If you want to get the stats from 2024-06-01 to present you can:
bin/rake "report:downloads_and_views[2024-06-01]"And similarly if you just want the month of June 2024 you can:
bin/rake "report:downloads_and_views[2024-06-01,2024-06-30]"There is also a time series report which can be useful for reporting on views and downloads by Ahoy "visit" over time:
bin/rake "report:unique_events"This report includes the (anonymized) IP of the visitor and looks something like:
visit_time,druid,anonymized_ip,event_type
qb933xv2993,2024-01-06 00:15:00 UTC,10.130.18.0,view
qb933xv2993,2024-01-06 01:09:30 UTC,10.130.18.0,view
pf759xf5671,2024-01-06 01:12:46 UTC,10.130.18.0,view
qc898xy1175,2024-01-06 01:12:48 UTC,10.130.18.0,view
yh788wh7909,2024-01-08 01:57:20 UTC,10.130.10.0,view
pw790hw4975,2024-01-08 15:11:35 UTC,10.130.146.0,view
...
or:
bin/rake "report:unique_events[2024-06-01]"or:
bin/rake "report:unique_events[2024-06-01,2024-06-30]"Both commands support filtering to a list of druids by setting the DRUIDS environment variable to a comma-separated list of druids, e.g.:
DRUIDS="bb006pk2853,bb006ys3871" bin/rake "report:downloads_and_views"Code is linted with Rubocop and tested with RSpec on each push to GitHub. You can run everything locally with:
bin/rakeFor just the linter, or just the tests:
bin/rake rubocop
bin/rake specThe application is deployed automatically by Jenkins (sul-ci).

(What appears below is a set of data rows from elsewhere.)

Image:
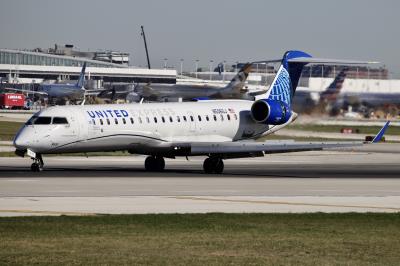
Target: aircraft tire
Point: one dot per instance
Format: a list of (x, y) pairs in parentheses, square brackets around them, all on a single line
[(160, 164), (219, 166), (208, 166), (213, 165), (154, 164), (150, 164), (35, 167)]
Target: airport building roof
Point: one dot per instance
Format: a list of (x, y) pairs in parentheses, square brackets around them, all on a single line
[(27, 64)]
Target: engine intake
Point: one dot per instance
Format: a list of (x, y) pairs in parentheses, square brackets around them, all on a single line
[(271, 112)]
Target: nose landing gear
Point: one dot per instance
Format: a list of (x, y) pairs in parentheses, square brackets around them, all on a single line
[(213, 165), (37, 165), (154, 164)]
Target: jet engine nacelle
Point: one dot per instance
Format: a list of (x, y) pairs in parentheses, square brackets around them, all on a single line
[(271, 112)]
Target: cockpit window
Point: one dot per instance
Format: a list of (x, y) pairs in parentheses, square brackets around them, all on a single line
[(60, 120), (42, 120), (39, 120), (46, 120), (31, 120)]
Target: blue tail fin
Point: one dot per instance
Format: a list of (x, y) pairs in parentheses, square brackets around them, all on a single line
[(81, 80), (286, 80)]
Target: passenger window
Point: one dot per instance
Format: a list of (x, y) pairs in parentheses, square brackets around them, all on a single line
[(60, 120), (42, 120)]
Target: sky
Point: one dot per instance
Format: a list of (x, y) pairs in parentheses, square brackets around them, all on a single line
[(209, 29)]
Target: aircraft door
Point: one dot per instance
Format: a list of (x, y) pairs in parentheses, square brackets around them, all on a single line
[(192, 121)]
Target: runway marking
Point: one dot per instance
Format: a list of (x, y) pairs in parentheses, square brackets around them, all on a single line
[(288, 203), (49, 212)]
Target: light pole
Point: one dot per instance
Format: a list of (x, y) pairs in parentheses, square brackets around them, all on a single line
[(211, 61), (223, 71), (165, 63), (181, 66), (197, 66)]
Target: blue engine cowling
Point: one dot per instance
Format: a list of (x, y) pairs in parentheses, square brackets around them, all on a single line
[(271, 112)]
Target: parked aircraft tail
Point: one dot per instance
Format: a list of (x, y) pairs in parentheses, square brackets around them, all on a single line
[(81, 80), (333, 90), (235, 86)]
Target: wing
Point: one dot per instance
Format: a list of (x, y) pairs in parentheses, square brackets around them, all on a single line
[(252, 149), (27, 91), (242, 149)]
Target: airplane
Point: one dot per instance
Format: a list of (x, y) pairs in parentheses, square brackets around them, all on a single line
[(217, 129), (193, 91), (58, 92)]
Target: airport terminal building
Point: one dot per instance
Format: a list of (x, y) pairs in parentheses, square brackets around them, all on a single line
[(20, 66)]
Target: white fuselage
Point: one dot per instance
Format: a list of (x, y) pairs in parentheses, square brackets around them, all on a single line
[(139, 128)]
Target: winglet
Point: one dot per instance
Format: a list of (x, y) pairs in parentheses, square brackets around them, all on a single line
[(381, 132)]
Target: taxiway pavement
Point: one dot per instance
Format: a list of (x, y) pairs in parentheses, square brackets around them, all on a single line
[(362, 180)]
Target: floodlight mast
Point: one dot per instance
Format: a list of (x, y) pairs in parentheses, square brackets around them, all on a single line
[(145, 46)]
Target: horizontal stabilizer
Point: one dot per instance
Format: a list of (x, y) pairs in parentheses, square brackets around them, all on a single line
[(313, 60)]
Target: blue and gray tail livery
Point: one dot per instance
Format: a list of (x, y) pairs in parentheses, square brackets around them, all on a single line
[(286, 80), (381, 132), (81, 80)]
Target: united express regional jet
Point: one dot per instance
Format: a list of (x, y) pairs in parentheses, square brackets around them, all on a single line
[(218, 129)]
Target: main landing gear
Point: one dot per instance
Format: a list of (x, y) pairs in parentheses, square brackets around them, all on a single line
[(213, 165), (154, 164), (37, 165)]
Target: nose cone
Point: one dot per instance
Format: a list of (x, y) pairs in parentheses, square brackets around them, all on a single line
[(21, 141)]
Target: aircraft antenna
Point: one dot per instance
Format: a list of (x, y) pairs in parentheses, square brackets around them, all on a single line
[(145, 47)]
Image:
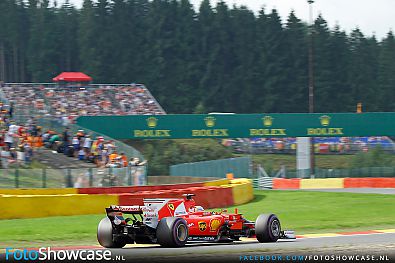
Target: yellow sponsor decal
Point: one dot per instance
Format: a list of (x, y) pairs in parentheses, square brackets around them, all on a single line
[(151, 133), (325, 120), (152, 122), (214, 224), (267, 121), (210, 121), (202, 225), (210, 133), (267, 132), (324, 131)]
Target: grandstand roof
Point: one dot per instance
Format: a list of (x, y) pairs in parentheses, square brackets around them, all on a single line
[(72, 77)]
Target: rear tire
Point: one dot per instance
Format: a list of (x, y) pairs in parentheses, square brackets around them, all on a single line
[(172, 232), (267, 228), (105, 235)]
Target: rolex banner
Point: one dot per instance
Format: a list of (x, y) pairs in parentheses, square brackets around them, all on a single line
[(174, 126)]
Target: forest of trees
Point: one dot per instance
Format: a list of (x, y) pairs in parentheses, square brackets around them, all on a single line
[(219, 58)]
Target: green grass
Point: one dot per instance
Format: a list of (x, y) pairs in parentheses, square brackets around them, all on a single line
[(304, 212), (274, 161)]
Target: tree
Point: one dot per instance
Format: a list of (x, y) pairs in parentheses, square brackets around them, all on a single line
[(386, 75)]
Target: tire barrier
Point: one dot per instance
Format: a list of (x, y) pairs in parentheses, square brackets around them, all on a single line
[(369, 182), (321, 183), (31, 206), (286, 183), (242, 191), (32, 203), (38, 191), (133, 189)]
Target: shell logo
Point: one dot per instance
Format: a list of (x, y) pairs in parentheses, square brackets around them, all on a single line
[(215, 224), (202, 225)]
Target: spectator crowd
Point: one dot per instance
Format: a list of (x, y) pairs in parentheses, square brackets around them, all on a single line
[(65, 103), (17, 142), (322, 145)]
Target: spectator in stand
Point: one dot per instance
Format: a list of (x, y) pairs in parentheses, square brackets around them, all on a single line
[(9, 139), (124, 159), (87, 144), (65, 139)]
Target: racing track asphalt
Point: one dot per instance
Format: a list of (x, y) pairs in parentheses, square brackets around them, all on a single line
[(363, 244)]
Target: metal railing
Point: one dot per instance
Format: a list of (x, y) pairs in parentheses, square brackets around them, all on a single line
[(77, 178)]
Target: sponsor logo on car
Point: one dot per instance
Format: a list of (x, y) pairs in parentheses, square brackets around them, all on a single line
[(214, 224), (202, 225)]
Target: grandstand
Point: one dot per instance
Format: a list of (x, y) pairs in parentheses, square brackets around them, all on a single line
[(323, 145), (69, 102)]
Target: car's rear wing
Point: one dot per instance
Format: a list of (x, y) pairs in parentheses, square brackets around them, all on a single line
[(132, 209)]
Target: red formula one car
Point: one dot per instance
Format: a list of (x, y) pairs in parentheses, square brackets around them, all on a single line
[(174, 222)]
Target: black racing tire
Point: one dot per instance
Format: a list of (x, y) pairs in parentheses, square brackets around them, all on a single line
[(172, 232), (105, 235), (267, 228)]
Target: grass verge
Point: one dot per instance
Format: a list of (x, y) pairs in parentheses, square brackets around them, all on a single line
[(304, 212)]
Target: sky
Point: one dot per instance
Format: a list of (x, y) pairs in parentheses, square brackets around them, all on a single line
[(370, 16)]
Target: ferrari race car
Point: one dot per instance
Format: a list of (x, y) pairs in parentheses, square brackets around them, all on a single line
[(174, 222)]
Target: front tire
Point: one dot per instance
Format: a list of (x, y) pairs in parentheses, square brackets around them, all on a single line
[(105, 235), (172, 232), (267, 228)]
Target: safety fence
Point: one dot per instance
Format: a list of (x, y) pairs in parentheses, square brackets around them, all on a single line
[(342, 173), (247, 146), (77, 178), (322, 183), (56, 125), (30, 203), (239, 167)]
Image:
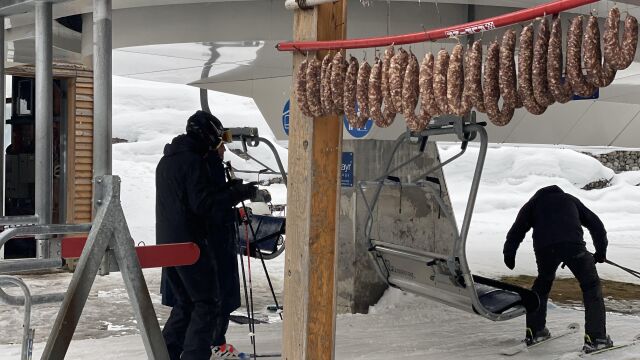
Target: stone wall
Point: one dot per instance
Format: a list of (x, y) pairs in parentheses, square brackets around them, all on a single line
[(620, 161)]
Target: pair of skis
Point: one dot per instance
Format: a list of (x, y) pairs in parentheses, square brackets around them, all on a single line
[(522, 346), (571, 329)]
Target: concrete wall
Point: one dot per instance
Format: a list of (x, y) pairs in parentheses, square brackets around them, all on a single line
[(358, 284)]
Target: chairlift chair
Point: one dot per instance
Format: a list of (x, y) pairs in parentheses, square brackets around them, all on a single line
[(435, 265)]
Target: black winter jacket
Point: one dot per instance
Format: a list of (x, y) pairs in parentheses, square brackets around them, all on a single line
[(185, 196), (223, 246), (557, 219)]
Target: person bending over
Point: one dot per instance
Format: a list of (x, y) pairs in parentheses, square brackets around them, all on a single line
[(557, 219)]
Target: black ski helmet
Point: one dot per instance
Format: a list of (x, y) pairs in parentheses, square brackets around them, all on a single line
[(206, 128)]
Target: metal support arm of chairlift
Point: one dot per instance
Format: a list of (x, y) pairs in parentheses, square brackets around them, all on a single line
[(466, 129), (249, 137)]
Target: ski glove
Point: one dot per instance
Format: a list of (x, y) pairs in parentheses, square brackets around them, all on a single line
[(510, 260), (599, 257)]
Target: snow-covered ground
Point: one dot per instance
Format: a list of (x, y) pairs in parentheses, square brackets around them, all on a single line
[(400, 326)]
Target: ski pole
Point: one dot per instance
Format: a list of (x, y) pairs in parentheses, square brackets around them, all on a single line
[(630, 271)]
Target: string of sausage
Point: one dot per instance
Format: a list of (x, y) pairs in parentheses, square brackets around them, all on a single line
[(508, 79), (440, 81), (411, 89), (525, 62), (541, 91), (455, 80), (362, 94), (427, 93), (389, 113), (325, 86), (375, 92), (338, 73), (467, 101), (350, 89), (475, 76), (578, 81), (598, 74), (313, 87), (491, 88), (301, 88), (617, 56), (560, 89)]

Merging to main will trigger a staging deploy, and creating a github release with a v tag will trigger a production deploy.
To deploy manually, you can use capistrano:
cap stage deploy
cap prod deployWhy not use Google Analytics?

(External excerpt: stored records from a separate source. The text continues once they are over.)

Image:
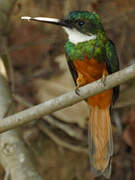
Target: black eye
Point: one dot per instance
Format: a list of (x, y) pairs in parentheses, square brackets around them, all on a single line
[(81, 23)]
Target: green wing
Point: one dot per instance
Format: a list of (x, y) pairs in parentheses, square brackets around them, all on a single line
[(112, 63)]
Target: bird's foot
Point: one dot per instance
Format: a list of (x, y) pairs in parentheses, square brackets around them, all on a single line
[(103, 79), (77, 90)]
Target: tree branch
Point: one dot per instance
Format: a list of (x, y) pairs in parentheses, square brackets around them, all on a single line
[(14, 156), (67, 99)]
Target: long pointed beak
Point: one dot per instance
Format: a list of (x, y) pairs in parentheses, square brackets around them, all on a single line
[(55, 21)]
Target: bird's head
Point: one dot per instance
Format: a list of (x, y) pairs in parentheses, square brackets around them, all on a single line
[(79, 25)]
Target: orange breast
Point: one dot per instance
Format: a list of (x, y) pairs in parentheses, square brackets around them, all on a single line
[(90, 70)]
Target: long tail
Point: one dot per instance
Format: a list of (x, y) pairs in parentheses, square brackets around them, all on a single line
[(100, 141)]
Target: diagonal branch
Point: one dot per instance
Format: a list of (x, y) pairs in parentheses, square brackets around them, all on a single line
[(67, 99)]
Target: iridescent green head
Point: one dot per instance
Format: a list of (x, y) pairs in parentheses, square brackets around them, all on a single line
[(85, 22), (80, 26)]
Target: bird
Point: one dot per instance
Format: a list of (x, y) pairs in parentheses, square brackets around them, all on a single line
[(91, 55)]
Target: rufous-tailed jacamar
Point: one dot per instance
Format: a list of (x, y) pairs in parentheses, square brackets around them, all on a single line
[(91, 55)]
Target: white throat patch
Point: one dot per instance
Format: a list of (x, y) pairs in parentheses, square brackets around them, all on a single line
[(76, 37)]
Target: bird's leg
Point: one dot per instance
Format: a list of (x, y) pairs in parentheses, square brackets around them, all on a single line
[(103, 78), (80, 82)]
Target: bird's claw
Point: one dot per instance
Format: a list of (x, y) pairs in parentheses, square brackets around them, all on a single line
[(77, 90), (103, 79)]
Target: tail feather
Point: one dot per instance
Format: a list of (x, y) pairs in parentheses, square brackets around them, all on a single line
[(100, 141)]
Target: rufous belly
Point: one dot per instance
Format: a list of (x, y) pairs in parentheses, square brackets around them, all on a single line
[(90, 70)]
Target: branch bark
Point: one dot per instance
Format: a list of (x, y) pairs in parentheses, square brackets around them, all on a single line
[(67, 99)]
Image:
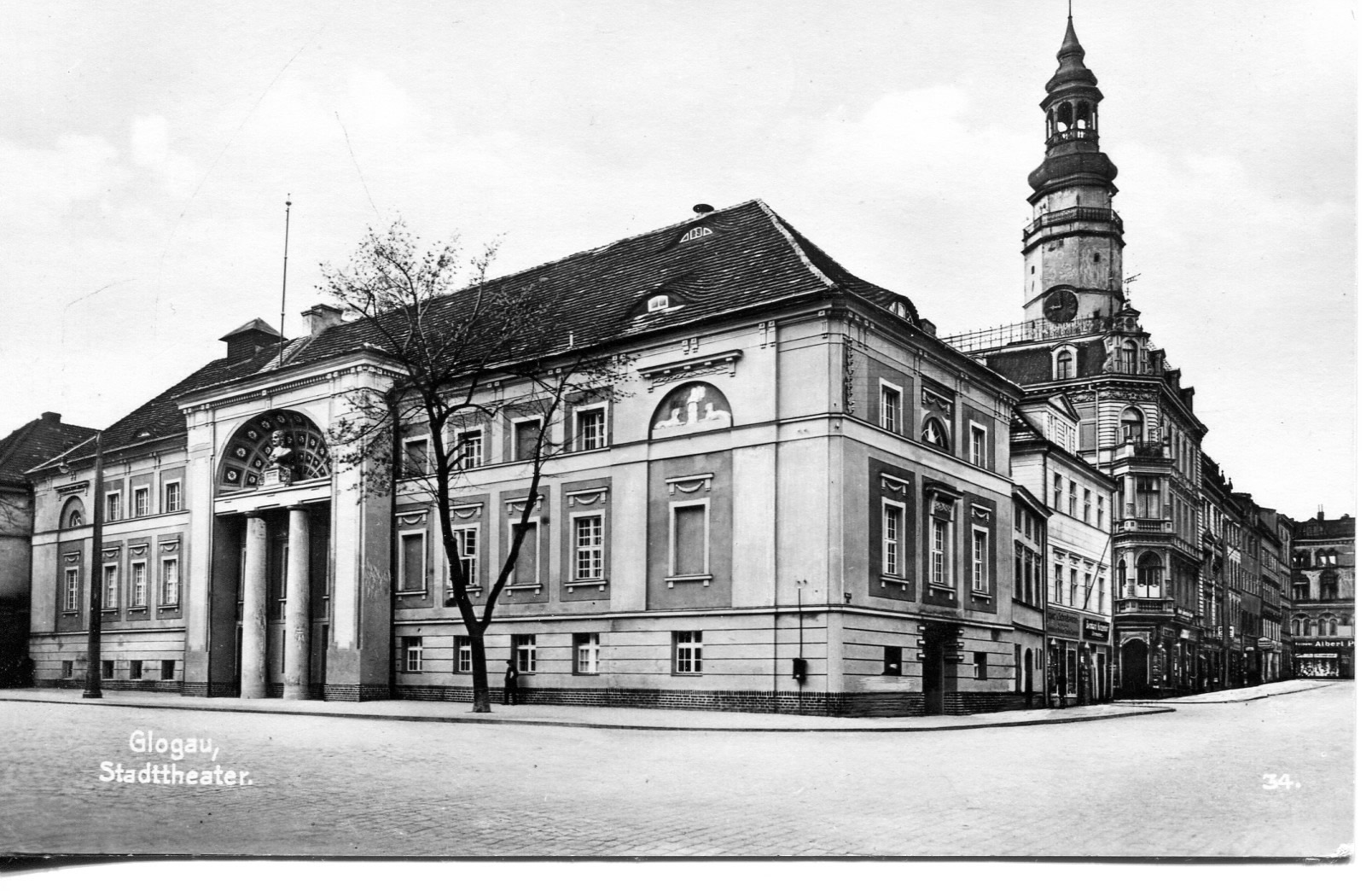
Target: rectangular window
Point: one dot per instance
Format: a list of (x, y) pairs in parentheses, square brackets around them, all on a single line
[(413, 649), (689, 652), (416, 457), (892, 539), (171, 582), (892, 662), (590, 428), (891, 408), (412, 562), (979, 446), (526, 440), (589, 547), (139, 589), (690, 544), (467, 552), (112, 586), (526, 652), (588, 652), (469, 449), (938, 550), (527, 562), (980, 543)]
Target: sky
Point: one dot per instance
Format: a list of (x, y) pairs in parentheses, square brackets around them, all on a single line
[(147, 151)]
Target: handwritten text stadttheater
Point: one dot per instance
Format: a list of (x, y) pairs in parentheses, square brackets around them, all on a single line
[(144, 742)]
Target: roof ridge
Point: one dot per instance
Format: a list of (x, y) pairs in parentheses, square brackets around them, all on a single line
[(791, 239)]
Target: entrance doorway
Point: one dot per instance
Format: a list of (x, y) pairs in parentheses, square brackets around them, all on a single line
[(940, 678), (1134, 667)]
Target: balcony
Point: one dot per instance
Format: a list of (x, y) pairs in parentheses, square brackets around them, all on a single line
[(1146, 606), (1074, 214)]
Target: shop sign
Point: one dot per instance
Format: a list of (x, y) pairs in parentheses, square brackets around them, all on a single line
[(1062, 624)]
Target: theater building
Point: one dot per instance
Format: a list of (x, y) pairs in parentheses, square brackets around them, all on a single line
[(799, 469)]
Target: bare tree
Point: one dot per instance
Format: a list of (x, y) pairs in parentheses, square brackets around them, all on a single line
[(451, 341)]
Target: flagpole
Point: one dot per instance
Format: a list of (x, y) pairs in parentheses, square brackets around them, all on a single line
[(286, 259), (94, 615)]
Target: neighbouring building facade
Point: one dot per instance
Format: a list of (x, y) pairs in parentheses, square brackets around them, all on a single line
[(24, 448), (1081, 341), (800, 469), (1078, 498), (1322, 596)]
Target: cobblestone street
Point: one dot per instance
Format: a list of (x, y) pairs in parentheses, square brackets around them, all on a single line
[(1187, 783)]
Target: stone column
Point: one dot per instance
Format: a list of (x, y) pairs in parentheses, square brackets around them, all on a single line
[(297, 674), (253, 672)]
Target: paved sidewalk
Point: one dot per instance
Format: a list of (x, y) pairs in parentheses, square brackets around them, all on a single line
[(586, 715), (1236, 695)]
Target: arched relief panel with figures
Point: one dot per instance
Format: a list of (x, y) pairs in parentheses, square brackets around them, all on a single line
[(690, 408), (250, 452)]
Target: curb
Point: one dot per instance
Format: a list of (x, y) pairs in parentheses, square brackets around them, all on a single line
[(595, 726), (1231, 702)]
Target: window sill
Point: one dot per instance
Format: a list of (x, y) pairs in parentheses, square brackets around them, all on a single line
[(672, 579)]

Google Analytics includes a lot of features that we don't need, especially around marketing and advertising. It also doesn't record events in a useful way when triggered from an embedded iframe like we do in sul-embed. The "enhanced measurement" feature in GA4 captures some events, but not all, so we'd need to do some work to manually trigger the ones we want. And of course, Google can change the API at any time, which would break our integration.
Why not use another hosted analytics service?
Keeping the analytics tracking first-party means we have control over the data and can ensure it's not shared with third parties, as well as make guarantees about anonymization and retention. We also don't have to worry about a third-party service going out of business or changing their pricing model.
Why not make metrics tracking a part of PURL?
We need a database in which to store tracked metrics, but PURL was designed as a static site that serves XML from the filesystem. Rather than adding this database to PURL, we decided to create a separate service that can be used by other applications as well.